Dady Saleh, a professor of economics, said that given the Congolese economy is a net importer, the local industry is bound to face stiff competition that could undermine local production.

“If you look at the economic cycle, we are not well off on the production side. We are below the regional average. We have few distribution structures from a logistical point of view. We are dependent on the outside. In my opinion, the Congolese economy is not yet ready to join the East African Community. In the current state of the Congolese economy, in the long term, this will inevitably destroy our production capacity,” he said, adding: “The other countries in the EAC will produce at a lower price than us. As a result, our products will be more expensive and will no longer be consumed.”

Prof Saleh said the decision-makers need to “examine the issue in-depth, rather than just seeing the political aspect of this membership.”

Movement

Nicaise Kibel Bel, a security expert based in Goma, in restive eastern DRC, opined that “the DRC does not have much to expect from other countries in the East African Community.” The country, he said, “must manage to change the balance of power by our demographic weight and resources”.
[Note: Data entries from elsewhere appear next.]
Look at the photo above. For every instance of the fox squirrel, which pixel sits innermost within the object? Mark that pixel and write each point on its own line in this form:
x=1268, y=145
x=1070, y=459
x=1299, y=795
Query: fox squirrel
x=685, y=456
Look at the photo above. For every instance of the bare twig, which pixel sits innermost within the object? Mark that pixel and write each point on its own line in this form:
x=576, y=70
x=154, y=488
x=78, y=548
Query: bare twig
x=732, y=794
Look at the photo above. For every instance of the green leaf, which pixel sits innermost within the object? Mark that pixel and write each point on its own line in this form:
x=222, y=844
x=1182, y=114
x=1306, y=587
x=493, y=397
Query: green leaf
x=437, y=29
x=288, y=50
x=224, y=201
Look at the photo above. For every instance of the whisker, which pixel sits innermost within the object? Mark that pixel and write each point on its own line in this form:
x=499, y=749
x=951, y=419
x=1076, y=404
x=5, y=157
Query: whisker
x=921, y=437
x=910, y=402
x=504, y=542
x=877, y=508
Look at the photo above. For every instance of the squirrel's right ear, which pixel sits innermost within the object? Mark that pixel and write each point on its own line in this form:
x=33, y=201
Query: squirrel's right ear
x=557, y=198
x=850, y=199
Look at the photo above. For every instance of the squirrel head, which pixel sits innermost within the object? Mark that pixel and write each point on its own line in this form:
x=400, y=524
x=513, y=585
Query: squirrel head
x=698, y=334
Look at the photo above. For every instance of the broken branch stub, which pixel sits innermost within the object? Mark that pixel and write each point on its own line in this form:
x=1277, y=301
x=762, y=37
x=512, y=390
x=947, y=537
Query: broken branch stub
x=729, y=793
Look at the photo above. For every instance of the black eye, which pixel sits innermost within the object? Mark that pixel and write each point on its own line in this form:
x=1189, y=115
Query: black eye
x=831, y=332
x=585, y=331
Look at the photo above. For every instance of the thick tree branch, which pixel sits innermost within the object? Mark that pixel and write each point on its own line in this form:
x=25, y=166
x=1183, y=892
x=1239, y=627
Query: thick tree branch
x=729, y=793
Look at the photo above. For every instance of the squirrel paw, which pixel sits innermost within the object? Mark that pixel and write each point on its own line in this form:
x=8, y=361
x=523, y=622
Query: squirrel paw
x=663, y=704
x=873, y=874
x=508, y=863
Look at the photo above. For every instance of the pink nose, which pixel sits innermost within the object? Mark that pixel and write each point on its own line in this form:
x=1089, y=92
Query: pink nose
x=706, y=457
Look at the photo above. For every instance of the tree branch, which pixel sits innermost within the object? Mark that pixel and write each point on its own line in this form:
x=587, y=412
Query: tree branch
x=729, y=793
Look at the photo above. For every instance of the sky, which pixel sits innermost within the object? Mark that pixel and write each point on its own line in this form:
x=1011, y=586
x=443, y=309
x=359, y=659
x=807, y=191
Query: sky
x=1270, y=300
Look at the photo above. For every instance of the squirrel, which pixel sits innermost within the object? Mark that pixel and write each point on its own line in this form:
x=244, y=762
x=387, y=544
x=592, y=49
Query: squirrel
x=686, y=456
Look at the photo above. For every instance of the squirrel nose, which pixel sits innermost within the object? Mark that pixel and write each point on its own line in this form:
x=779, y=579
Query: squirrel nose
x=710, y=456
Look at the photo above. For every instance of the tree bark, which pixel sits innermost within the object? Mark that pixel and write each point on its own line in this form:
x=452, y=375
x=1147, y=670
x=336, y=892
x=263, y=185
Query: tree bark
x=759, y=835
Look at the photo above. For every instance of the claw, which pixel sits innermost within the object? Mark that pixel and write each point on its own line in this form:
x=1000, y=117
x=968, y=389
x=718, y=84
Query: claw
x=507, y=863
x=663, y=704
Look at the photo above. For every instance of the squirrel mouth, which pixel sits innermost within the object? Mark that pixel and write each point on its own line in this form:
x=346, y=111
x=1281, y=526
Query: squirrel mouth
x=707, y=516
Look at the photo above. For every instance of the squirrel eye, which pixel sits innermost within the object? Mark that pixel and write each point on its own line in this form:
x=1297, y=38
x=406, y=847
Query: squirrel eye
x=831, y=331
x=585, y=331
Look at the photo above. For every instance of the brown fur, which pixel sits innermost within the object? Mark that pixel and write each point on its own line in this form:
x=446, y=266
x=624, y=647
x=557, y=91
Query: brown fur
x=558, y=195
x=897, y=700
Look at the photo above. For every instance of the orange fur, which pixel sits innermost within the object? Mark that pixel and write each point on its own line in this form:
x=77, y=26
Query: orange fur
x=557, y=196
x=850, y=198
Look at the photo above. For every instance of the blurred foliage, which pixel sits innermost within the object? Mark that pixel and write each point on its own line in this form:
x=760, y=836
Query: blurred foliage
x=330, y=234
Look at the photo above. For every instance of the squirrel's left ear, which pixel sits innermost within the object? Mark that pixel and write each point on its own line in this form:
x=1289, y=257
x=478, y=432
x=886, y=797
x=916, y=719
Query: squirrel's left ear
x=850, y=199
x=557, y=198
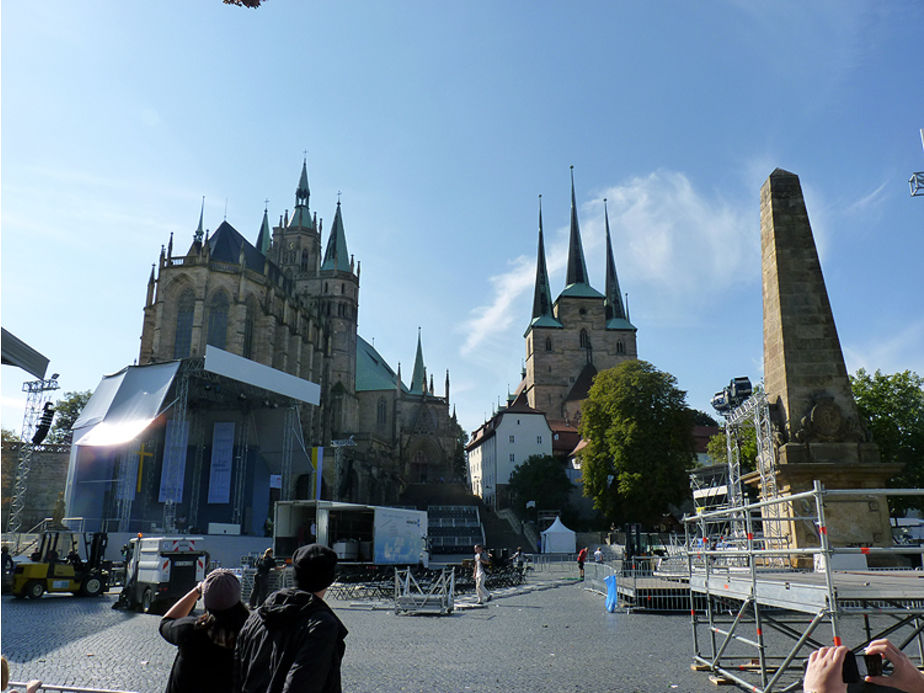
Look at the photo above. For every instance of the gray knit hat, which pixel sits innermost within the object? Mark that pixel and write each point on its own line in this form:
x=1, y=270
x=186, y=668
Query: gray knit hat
x=221, y=590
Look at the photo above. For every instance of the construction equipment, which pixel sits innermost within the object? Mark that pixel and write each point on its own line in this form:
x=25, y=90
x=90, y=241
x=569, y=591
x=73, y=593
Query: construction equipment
x=160, y=570
x=57, y=566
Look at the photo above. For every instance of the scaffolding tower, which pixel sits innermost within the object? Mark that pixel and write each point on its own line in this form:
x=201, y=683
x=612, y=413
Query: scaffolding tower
x=760, y=621
x=37, y=395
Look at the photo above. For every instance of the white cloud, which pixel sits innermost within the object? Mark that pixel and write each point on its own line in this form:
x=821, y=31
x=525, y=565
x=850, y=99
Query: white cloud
x=673, y=245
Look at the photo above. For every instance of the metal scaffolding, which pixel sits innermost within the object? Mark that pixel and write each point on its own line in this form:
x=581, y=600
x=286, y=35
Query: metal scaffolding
x=37, y=395
x=742, y=579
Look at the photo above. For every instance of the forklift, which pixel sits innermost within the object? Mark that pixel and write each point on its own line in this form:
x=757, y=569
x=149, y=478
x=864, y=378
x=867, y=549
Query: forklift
x=56, y=565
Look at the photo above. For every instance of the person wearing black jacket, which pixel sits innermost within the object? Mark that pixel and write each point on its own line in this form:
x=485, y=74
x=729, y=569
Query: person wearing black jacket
x=294, y=641
x=261, y=580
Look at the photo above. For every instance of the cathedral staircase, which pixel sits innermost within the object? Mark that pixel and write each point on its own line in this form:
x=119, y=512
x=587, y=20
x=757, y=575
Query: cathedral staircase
x=497, y=531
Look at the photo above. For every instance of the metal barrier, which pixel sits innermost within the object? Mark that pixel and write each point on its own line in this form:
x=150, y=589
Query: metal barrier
x=436, y=595
x=65, y=689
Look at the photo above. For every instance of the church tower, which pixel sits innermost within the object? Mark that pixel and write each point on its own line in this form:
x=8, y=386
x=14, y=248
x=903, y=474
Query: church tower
x=296, y=245
x=339, y=303
x=582, y=333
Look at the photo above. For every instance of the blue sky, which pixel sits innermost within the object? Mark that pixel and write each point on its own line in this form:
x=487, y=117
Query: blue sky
x=441, y=123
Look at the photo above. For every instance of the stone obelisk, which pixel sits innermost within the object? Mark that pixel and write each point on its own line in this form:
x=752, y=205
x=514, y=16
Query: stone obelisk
x=819, y=432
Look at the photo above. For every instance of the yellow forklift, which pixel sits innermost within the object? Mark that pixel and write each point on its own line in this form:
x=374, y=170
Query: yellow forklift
x=57, y=566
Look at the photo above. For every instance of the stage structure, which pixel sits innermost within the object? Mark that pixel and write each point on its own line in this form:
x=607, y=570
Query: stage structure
x=201, y=444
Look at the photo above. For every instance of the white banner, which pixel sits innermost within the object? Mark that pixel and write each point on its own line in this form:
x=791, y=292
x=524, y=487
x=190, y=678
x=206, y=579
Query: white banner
x=174, y=467
x=220, y=469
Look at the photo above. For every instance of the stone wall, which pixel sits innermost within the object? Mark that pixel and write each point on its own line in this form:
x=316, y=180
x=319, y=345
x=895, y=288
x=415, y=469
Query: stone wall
x=47, y=478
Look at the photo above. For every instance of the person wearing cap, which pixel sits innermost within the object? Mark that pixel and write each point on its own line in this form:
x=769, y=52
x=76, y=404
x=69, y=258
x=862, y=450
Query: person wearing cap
x=205, y=644
x=294, y=641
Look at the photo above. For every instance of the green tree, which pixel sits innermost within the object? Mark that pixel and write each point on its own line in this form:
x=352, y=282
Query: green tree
x=893, y=406
x=541, y=478
x=638, y=430
x=747, y=448
x=67, y=410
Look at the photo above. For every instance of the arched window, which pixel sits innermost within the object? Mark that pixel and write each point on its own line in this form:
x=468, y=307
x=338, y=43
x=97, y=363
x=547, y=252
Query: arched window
x=184, y=312
x=247, y=347
x=218, y=320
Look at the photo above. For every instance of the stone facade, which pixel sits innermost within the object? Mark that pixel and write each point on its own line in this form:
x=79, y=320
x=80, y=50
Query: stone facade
x=283, y=303
x=47, y=478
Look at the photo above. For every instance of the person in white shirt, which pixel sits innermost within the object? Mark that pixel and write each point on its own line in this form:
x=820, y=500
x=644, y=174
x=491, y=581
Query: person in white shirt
x=481, y=558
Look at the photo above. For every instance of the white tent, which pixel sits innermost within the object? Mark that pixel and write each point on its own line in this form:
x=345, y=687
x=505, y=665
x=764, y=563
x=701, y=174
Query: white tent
x=558, y=539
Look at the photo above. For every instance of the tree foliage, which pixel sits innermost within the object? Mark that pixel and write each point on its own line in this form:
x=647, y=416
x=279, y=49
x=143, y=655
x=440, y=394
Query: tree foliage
x=638, y=430
x=893, y=406
x=747, y=448
x=67, y=410
x=541, y=478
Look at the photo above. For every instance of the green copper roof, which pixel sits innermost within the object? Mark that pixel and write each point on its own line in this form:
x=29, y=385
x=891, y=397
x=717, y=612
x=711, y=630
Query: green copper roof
x=263, y=238
x=419, y=378
x=302, y=192
x=336, y=256
x=620, y=324
x=580, y=291
x=577, y=268
x=543, y=315
x=372, y=372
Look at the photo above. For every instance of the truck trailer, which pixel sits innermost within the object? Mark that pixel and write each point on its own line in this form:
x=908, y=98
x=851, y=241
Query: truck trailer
x=369, y=534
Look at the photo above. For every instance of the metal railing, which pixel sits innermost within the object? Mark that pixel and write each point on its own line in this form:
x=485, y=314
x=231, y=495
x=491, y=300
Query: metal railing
x=745, y=576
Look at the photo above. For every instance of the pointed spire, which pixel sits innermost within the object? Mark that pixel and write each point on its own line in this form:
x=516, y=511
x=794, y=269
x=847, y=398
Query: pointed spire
x=543, y=315
x=616, y=315
x=197, y=236
x=336, y=257
x=263, y=238
x=576, y=281
x=302, y=192
x=301, y=216
x=419, y=377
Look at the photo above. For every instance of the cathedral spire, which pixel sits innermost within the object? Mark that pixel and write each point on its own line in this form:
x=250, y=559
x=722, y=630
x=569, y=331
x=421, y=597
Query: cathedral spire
x=263, y=238
x=616, y=315
x=336, y=257
x=301, y=216
x=576, y=281
x=198, y=235
x=419, y=377
x=542, y=295
x=302, y=192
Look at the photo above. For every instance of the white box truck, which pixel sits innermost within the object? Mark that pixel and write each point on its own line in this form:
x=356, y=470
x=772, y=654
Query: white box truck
x=370, y=534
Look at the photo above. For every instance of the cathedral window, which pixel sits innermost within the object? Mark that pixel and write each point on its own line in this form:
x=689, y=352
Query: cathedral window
x=184, y=314
x=218, y=320
x=247, y=346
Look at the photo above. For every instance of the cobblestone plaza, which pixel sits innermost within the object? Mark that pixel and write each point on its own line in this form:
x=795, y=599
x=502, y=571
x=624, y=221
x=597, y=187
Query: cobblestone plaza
x=558, y=639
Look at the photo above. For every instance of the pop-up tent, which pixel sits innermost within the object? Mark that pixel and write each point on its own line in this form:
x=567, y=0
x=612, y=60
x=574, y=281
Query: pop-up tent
x=558, y=538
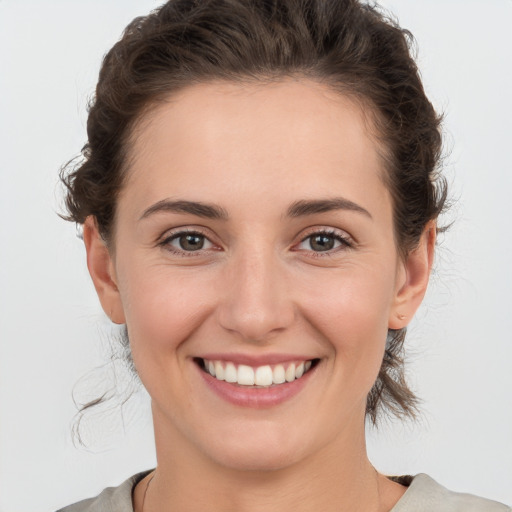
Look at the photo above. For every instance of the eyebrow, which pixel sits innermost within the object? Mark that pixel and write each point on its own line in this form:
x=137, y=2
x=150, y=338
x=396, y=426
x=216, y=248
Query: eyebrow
x=310, y=207
x=300, y=208
x=207, y=211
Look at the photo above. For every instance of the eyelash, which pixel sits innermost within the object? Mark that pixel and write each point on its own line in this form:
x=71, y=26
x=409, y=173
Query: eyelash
x=344, y=241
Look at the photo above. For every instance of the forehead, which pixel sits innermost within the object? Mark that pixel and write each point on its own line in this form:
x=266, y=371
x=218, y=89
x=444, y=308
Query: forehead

He, however, backs the membership.

“For decades, Kinshasa has been a distant city for the people of the country’s east compared to Kampala, Kigali or Nairobi. Trade and exchanges are more with neighbouring countries than with Kinshasa. It is in our interest to join in order to know what is going on there,” he said.

Akilimali Chomachoma, a journalist based in Goma, echoed Mr Bel’s sentiments saying, “To travel from Goma to Kinshasa and back, you have to spend more than $450 on plane tickets, while to go to Rwanda from Goma, you just need $5 and $75 to go to Kampala.”

Some provinces in eastern DRC have easy access via roads to East African countries, while to reach the capital Kinshasa and other western provinces, the only way is by plane, with expensive fares.

DRC borders five EAC member states: Tanzania, Uganda, Rwanda, Burundi, and South Sudan. Only Kenya does not share a land border.